Öte yandan, Greene’in COVID-19 aşılarına yönelik eleştirileri ve komplo teorilerine dayalı açıklamaları, bilimsel kanıtlara ve halk sağlığı uzmanlarının görüşlerine aykırı düşüyor. Bu tür açıklamalar, kamuoyunda yanlış bilgilendirmeye yol açabilir ve aşı karşıtlığını körükleyebilir.

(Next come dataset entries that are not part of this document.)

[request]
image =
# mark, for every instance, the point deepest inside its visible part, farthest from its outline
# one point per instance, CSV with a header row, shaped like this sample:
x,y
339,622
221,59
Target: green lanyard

Sonuç olarak, Marjorie Taylor Greene’in sert eleştirileri, Cumhuriyetçi Parti’nin içindeki karmaşık dinamikleri ve gelecekteki yönelimlerini anlamak için önemli bir pencere sunuyor. Greene’in görüşleri, parti içindeki farklı sesleri ve beklentileri yansıtırken, aynı zamanda kamuoyunda tartışmalara ve bölünmelere de yol açabiliyor. Bu nedenle, Greene’in açıklamalarını dikkatle değerlendirmek ve farklı perspektifleri göz önünde bulundurmak, Amerikan siyasetindeki gelişmelerin daha iyi anlaşılmasını sağlayacaktır.